Creates a model prediction function, serializes it, and uploads the model to Numerai.

Parameters:

  • model: (Any) The machine learning model object.
  • feature_cols: (Optional[List[str]]) List of feature column names for predictions. If None, all columns starting with "feature_" will be used.
  • model_name: (str) Numerai model name.
  • file_path: (str) Full path where the serialized model function will be saved.
  • data_version: (Optional[str]) Data version to use for model upload.
  • docker_image: (Optional[str]) Docker image to use for model upload.
  • custom_predict_func: (Optional[Callable[[pd.DataFrame], pd.DataFrame]]) Custom predict function. If provided, it should accept a DataFrame and return a DataFrame with a "prediction" column.

Returns:

  • upload_id: Upload ID if successful, None otherwise.

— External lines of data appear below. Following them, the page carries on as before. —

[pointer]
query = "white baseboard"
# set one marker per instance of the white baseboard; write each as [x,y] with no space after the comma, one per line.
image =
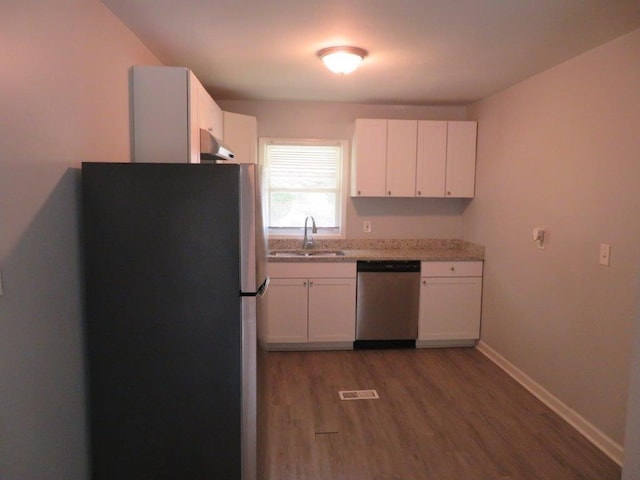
[609,447]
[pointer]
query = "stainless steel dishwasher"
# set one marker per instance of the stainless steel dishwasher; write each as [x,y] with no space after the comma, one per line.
[387,303]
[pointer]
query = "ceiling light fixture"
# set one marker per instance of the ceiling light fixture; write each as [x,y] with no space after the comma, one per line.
[342,60]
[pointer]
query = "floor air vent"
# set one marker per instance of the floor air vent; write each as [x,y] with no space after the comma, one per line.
[358,395]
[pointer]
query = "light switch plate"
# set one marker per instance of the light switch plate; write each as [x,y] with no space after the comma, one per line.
[605,254]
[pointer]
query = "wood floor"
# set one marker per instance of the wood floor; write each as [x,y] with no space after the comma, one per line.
[442,414]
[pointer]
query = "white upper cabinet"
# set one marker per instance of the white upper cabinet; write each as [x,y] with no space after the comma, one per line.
[369,158]
[384,158]
[461,159]
[209,113]
[408,158]
[432,159]
[401,158]
[241,136]
[167,116]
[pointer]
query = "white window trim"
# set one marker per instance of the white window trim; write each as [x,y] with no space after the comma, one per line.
[344,184]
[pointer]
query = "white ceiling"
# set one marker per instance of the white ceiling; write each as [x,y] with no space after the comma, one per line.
[420,51]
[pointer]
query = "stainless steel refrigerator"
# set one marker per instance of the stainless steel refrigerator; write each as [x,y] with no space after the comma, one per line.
[173,268]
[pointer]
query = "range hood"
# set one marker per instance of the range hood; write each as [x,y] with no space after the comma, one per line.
[212,148]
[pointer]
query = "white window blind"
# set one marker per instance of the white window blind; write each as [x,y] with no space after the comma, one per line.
[304,179]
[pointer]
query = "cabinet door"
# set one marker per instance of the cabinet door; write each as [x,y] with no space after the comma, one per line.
[401,157]
[285,311]
[332,309]
[161,114]
[431,161]
[368,161]
[209,114]
[450,308]
[461,159]
[241,136]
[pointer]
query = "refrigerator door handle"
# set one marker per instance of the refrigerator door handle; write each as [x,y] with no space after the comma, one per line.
[264,287]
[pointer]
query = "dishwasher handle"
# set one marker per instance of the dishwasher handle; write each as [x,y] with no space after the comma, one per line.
[408,266]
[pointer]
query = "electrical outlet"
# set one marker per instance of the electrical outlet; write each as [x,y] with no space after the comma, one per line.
[605,254]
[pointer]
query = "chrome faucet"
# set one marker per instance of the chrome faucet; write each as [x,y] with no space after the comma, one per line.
[307,242]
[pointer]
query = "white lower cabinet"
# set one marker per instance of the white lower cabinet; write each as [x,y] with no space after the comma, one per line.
[309,306]
[450,303]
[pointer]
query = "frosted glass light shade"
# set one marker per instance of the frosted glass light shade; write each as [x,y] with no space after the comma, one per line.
[342,60]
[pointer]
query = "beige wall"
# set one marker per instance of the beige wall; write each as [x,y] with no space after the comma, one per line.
[390,217]
[561,150]
[63,100]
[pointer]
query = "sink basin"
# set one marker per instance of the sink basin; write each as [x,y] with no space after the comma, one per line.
[307,253]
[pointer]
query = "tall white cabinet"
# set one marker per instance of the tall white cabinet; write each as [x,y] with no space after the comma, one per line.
[170,106]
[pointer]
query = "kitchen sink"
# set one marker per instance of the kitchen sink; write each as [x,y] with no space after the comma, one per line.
[307,253]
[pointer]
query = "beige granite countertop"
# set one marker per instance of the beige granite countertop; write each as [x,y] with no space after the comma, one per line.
[380,249]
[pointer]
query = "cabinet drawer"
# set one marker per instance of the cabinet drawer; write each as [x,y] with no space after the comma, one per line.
[451,269]
[311,269]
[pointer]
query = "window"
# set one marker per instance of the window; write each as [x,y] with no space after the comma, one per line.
[304,177]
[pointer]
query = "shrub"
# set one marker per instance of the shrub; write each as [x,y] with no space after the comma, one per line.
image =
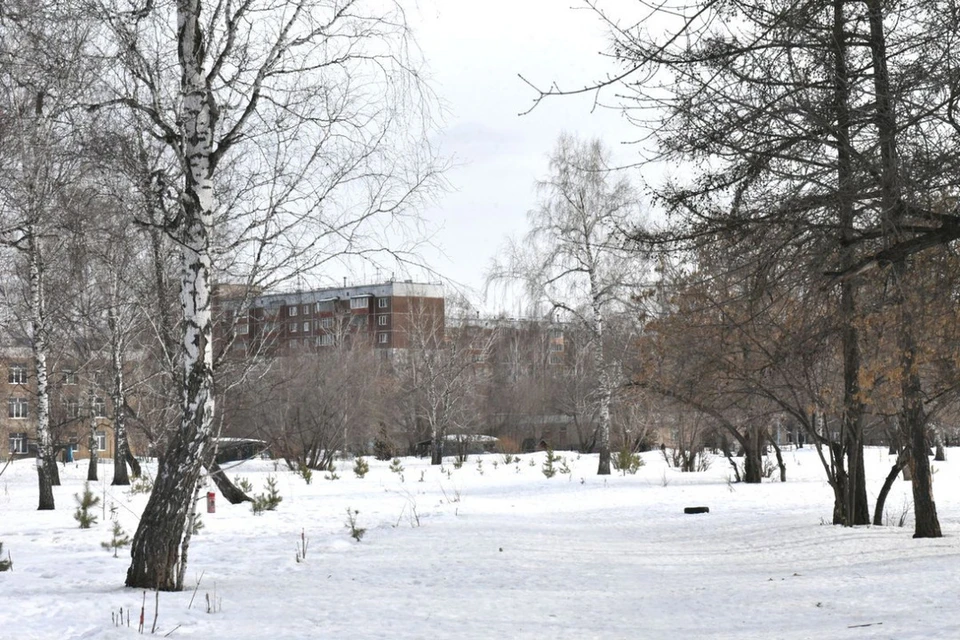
[84,503]
[119,539]
[548,468]
[267,501]
[383,449]
[305,472]
[143,484]
[627,461]
[355,532]
[243,484]
[360,467]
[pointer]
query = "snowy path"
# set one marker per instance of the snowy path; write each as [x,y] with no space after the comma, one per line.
[518,556]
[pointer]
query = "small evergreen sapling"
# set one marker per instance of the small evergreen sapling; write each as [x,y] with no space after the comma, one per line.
[84,504]
[548,468]
[119,540]
[627,462]
[5,564]
[267,501]
[361,467]
[355,532]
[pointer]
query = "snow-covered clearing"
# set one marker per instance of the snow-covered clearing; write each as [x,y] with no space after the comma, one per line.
[492,550]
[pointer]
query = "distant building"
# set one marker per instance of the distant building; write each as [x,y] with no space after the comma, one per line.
[381,316]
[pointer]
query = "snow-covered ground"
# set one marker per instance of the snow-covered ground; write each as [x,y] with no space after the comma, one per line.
[492,550]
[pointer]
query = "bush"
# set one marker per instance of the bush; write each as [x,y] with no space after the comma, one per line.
[360,467]
[627,461]
[355,532]
[548,468]
[383,449]
[5,565]
[143,484]
[267,501]
[84,503]
[119,540]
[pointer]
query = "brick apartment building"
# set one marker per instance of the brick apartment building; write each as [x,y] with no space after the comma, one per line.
[386,317]
[77,399]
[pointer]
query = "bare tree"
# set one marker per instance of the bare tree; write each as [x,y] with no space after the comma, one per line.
[291,128]
[577,258]
[43,71]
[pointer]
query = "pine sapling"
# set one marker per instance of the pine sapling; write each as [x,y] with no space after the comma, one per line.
[267,501]
[360,467]
[355,532]
[548,468]
[119,540]
[84,504]
[5,564]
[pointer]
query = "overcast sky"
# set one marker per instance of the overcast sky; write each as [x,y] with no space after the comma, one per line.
[474,51]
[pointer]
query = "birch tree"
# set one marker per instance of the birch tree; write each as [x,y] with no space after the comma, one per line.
[296,129]
[577,257]
[43,70]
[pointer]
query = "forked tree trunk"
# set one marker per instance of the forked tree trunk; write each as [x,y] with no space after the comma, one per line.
[156,550]
[47,472]
[913,420]
[436,448]
[120,446]
[603,379]
[92,445]
[898,466]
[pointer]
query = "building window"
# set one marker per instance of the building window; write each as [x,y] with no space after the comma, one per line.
[18,443]
[17,407]
[17,374]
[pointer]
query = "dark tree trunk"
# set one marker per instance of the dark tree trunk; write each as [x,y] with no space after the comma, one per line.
[92,445]
[53,470]
[752,460]
[46,486]
[135,470]
[895,470]
[228,490]
[780,462]
[156,546]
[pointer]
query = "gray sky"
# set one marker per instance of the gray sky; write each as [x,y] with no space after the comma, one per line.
[474,50]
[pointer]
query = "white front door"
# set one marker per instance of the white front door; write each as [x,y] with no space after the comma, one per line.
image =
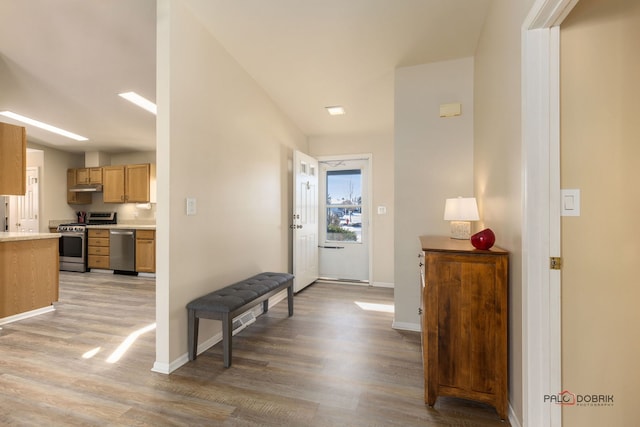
[305,220]
[24,210]
[344,219]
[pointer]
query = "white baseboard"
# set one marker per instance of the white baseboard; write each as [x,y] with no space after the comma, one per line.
[383,285]
[513,418]
[26,315]
[404,326]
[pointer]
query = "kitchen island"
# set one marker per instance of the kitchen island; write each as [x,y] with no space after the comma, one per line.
[29,277]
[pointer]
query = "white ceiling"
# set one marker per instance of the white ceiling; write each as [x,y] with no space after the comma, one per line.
[64,62]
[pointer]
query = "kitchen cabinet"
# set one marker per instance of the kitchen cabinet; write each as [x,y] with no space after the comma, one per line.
[129,183]
[146,251]
[73,197]
[98,248]
[89,176]
[464,322]
[13,160]
[29,278]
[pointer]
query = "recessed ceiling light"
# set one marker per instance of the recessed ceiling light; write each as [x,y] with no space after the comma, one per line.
[42,125]
[335,110]
[140,101]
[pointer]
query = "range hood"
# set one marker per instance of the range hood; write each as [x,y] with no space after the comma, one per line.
[85,188]
[92,159]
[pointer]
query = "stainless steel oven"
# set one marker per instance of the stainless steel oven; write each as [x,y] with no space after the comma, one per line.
[73,247]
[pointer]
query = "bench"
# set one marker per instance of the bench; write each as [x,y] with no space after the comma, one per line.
[229,302]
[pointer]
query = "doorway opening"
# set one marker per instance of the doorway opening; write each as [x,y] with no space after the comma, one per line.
[344,219]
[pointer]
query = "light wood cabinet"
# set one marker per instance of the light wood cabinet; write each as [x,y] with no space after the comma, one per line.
[145,251]
[129,183]
[29,275]
[89,175]
[13,160]
[73,197]
[98,248]
[464,322]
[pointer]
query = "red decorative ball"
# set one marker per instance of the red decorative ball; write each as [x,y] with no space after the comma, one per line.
[483,239]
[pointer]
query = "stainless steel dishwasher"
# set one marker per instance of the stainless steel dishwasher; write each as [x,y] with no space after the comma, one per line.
[122,251]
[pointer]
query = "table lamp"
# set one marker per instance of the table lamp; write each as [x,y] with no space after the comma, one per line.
[460,211]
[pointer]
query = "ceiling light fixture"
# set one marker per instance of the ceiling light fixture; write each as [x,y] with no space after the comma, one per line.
[42,125]
[140,101]
[335,110]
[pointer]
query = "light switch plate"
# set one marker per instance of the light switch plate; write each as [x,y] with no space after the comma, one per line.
[570,202]
[191,206]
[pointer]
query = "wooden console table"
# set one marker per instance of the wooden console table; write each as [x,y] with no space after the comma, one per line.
[464,321]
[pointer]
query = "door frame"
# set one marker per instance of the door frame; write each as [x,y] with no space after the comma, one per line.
[542,340]
[368,157]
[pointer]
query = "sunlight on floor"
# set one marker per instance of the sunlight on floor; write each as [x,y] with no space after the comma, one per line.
[89,354]
[384,308]
[122,348]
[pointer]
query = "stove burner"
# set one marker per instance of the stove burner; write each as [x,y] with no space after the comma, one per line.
[71,228]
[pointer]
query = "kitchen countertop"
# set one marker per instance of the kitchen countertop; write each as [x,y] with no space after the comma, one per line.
[127,226]
[17,236]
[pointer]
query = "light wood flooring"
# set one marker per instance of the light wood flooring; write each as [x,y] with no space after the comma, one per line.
[332,364]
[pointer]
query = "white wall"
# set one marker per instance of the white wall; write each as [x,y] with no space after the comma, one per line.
[381,148]
[222,141]
[497,157]
[600,64]
[433,161]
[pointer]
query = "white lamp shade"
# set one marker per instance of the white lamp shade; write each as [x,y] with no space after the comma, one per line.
[461,209]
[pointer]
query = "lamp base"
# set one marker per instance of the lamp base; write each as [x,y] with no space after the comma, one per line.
[460,230]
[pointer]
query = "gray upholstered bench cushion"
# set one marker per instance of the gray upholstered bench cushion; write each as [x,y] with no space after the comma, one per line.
[233,296]
[231,301]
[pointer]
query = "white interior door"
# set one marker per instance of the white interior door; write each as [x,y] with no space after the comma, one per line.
[305,220]
[344,219]
[24,211]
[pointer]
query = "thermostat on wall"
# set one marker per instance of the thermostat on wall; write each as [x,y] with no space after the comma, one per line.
[450,110]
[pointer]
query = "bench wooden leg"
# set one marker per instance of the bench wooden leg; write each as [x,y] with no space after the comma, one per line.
[227,334]
[193,335]
[290,299]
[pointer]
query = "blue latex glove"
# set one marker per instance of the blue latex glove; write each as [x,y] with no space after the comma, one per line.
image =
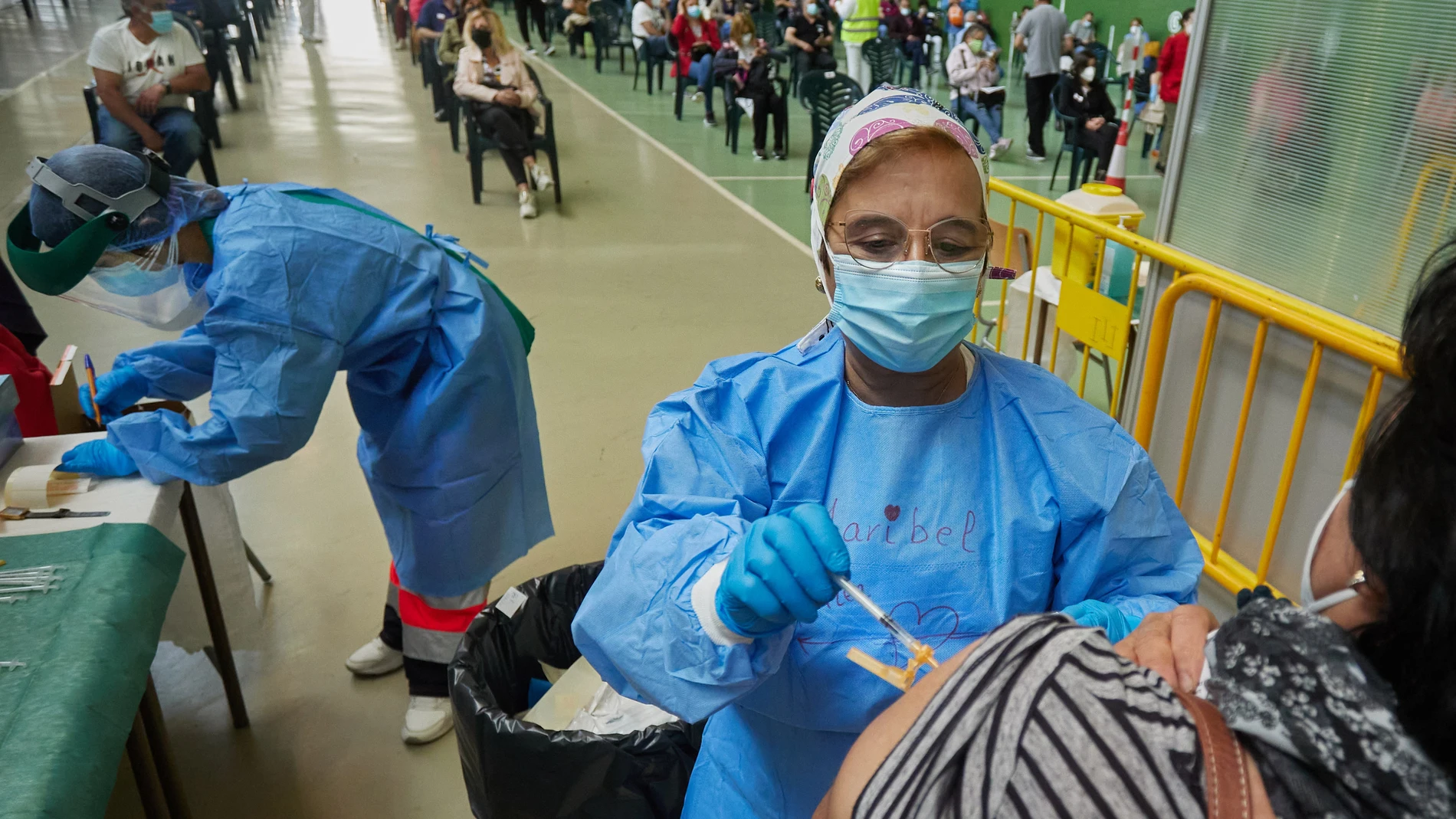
[781,572]
[1103,616]
[116,391]
[98,457]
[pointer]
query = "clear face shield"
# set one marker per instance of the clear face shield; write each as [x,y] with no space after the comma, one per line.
[145,284]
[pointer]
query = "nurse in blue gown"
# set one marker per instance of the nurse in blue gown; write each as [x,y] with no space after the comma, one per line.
[957,486]
[278,288]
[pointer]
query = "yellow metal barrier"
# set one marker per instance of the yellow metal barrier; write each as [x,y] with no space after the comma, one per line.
[1106,329]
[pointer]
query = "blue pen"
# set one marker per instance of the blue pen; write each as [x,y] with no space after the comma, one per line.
[90,378]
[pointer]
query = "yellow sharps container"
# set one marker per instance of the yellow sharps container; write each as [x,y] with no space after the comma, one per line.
[1101,201]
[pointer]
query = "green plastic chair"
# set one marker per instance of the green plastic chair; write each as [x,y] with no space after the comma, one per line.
[825,95]
[884,58]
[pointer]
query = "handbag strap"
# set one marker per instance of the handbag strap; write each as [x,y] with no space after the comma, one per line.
[1225,767]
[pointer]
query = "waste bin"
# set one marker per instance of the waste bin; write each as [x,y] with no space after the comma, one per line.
[1108,204]
[517,770]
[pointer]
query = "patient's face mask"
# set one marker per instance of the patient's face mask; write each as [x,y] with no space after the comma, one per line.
[145,286]
[1307,589]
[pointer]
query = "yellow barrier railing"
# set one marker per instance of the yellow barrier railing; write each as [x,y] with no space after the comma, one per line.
[1324,328]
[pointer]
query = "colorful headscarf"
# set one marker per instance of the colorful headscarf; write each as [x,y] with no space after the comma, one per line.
[880,113]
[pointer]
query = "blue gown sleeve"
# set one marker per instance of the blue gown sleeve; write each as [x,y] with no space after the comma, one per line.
[268,386]
[1127,545]
[703,483]
[179,370]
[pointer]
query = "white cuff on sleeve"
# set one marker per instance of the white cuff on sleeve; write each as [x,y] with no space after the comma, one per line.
[705,604]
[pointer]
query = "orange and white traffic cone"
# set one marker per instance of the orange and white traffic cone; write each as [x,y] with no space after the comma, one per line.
[1117,169]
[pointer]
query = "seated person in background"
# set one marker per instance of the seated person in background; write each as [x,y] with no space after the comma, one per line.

Method: get_available_data_versions

Retrieve available data versions for model uploads.

Example

available_data_versions = uploader.get_available_data_versions()
print(available_data_versions)

Method: get_available_docker_images

Retrieve available Docker images for model uploads.

Example

available_docker_images = uploader.get_available_docker_images()
print(available_docker_images)

Method: _get_model_id

Private method to get the model ID needed for model uploading.

Parameters:

  • model_name: (str) The name of the model registered in Numerai.

Returns:

  • model_id: (str) Corresponding model ID for the given model name.

Method: get_model_mapping

Property that returns a mapping between raw model names and their corresponding model IDs.

Example

model_mapping = uploader.get_model_mapping
print(model_mapping)

Example: Upload an Ensemble Model with Sklearn Pipeline

To upload an ensemble model with multiple layers using an sklearn pipeline:

from sklearn.ensemble import StackingRegressor
from sklearn.linear_model import RidgeCV
from sklearn.ensemble import RandomForestRegressor

# Create base models
base_models = [
    ('rf', RandomForestRegressor()),
    ('ridge', RidgeCV())
]

# Create stacking ensemble model
stacking_model = StackingRegressor(estimators=base_models, final_estimator=RandomForestRegressor())

uploader.create_and_upload_model(
    model=stacking_model,
    model_name="ensemble_model_name",
    file_path="models/ensemble_model.pkl"
)

Note

Ensure that the credentials and model names used in the above examples match those configured in your Numerai account.